Centre for Textile Research

 

Date of this Version

2024

Document Type

Article

Citation

In Textile Crossroads: Exploring European Clothing, Identity, and Culture across Millennia. Anthology of COST Action “CA 19131 – EuroWeb”. Kerstin Droß-Krüpe, Louise Quillien, & Kalliope Sarri, Editors. Zea Books, Lincoln, Nebraska, 2024. DOI: 10.32873/unl.dc.zea.1814

Comments

Copyright © 2024 by the authors.

Abstract

While uneven in their scope and reach, studies of dress and dress complements (fibulae, belt buckles, buttons, etc.) have a significant tradition within the broader study of the pre- and protohistory of Mediterranean Europe. Many of these studies, however, have had a strong focus on the typology of the dress complements and ornaments themselves, either as chronological indicators, ethnic markers, or both. In more recent years, however, a shift in research agendas has ushered in the introduction of new perspectives and new ways of thinking about dress and bodily adornment.

This contribution explores one such perspective in particular — namely, the concept of bodily capital and its application to the interpretation of gendered regimes of dress — through selected case studies. Said case studies hail from two areas with strong traditions of research on dress and dress complements — the Iberian and the Italic Peninsulas (Figs. 1 & 2).
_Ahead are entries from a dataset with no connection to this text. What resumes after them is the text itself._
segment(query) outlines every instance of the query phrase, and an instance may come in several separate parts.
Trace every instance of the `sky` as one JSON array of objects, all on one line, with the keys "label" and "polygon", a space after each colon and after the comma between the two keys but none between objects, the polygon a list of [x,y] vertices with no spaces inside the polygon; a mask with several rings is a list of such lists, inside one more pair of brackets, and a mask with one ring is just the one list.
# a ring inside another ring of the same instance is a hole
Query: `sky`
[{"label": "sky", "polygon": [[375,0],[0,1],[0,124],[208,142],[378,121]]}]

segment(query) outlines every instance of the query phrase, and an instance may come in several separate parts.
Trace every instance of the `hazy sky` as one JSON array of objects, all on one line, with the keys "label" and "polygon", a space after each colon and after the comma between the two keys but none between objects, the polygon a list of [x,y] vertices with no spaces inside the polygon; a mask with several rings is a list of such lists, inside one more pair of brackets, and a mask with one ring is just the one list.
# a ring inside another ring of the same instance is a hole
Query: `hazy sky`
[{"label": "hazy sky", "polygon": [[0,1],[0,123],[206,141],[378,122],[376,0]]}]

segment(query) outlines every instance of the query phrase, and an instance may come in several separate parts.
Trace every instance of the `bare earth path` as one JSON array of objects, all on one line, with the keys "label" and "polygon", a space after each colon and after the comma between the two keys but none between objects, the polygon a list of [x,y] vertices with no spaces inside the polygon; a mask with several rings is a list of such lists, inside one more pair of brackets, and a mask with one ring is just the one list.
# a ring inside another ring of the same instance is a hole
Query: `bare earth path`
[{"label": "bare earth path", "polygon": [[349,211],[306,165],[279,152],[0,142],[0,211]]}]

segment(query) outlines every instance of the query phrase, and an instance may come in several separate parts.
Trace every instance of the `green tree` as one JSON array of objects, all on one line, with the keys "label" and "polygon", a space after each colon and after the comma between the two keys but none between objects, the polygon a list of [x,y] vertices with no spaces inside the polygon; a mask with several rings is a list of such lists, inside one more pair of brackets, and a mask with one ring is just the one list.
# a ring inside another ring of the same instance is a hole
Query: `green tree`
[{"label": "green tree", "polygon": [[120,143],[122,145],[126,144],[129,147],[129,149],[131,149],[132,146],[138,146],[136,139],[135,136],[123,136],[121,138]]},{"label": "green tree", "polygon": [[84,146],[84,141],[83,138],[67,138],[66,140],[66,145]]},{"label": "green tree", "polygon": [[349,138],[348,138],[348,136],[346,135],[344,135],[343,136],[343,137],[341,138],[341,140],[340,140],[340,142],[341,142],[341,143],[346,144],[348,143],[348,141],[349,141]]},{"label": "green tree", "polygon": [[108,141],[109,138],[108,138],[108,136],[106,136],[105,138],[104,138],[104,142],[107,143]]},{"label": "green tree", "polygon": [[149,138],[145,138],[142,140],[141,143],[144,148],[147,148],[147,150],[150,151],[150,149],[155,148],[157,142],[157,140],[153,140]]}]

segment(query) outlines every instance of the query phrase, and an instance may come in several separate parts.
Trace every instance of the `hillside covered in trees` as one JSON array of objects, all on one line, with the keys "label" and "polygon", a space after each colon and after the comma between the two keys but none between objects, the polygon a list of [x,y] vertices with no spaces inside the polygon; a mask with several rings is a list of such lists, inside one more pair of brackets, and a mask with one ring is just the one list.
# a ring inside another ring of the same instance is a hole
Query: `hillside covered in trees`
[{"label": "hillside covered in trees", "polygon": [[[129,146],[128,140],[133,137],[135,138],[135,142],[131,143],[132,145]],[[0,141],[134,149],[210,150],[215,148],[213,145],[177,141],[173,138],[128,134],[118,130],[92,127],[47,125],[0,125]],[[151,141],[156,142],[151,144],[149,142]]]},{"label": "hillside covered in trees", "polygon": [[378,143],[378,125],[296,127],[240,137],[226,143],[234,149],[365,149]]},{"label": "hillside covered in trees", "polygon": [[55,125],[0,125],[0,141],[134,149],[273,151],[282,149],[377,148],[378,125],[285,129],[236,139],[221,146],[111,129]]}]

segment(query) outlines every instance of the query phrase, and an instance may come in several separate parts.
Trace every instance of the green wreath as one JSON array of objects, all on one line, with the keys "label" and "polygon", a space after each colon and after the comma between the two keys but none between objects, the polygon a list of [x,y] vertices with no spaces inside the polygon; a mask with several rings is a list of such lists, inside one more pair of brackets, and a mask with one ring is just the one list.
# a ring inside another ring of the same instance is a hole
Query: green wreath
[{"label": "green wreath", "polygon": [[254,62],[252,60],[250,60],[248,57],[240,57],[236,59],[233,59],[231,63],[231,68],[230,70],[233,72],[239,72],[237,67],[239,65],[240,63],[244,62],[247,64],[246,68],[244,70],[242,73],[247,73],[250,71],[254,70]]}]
Regarding the former, examples from the Chalcolithic (see below, section 3.1.1) and the Late Bronze and Early Iron Ages of Southern Portugal (section 3.1.2) illustrate the evolution of regional regimes for the accumulation of bodily capital over time and show how these can highlight the gendered dynamics behind the sociopolitical development of communities in this area between the 3rd and the 1st millennia BC. For the latter, the examples of protohistoric Campania, with a focus on Pontecagnano and its surrounding area (section 3.2.1), and the Archaic Period in the Picenum, with a focus on the site of Numana (section 3.2.2), illustrate the role of dress, and especially female dress, in displays of bodily capital. These have far-reaching implications which go beyond the local and regional scale and must be set against the backdrop of the increasing connectivity of Mediterranean communities throughout the 1st millennium BC.

As will be seen, all these case studies offer insights and clues on how to approach dress and its relationship to both embodied identities and lived experiences of gender (but also status) from different and innovative angles. Before delving into them, however, it seems useful to start by briefly reviewing the development of theoretical and methodological approaches to dress in archaeological research, and to set out the conceptual framework of this study by briefly discussing the notion of bodily capital, its origin and potential applications for the topic at hand.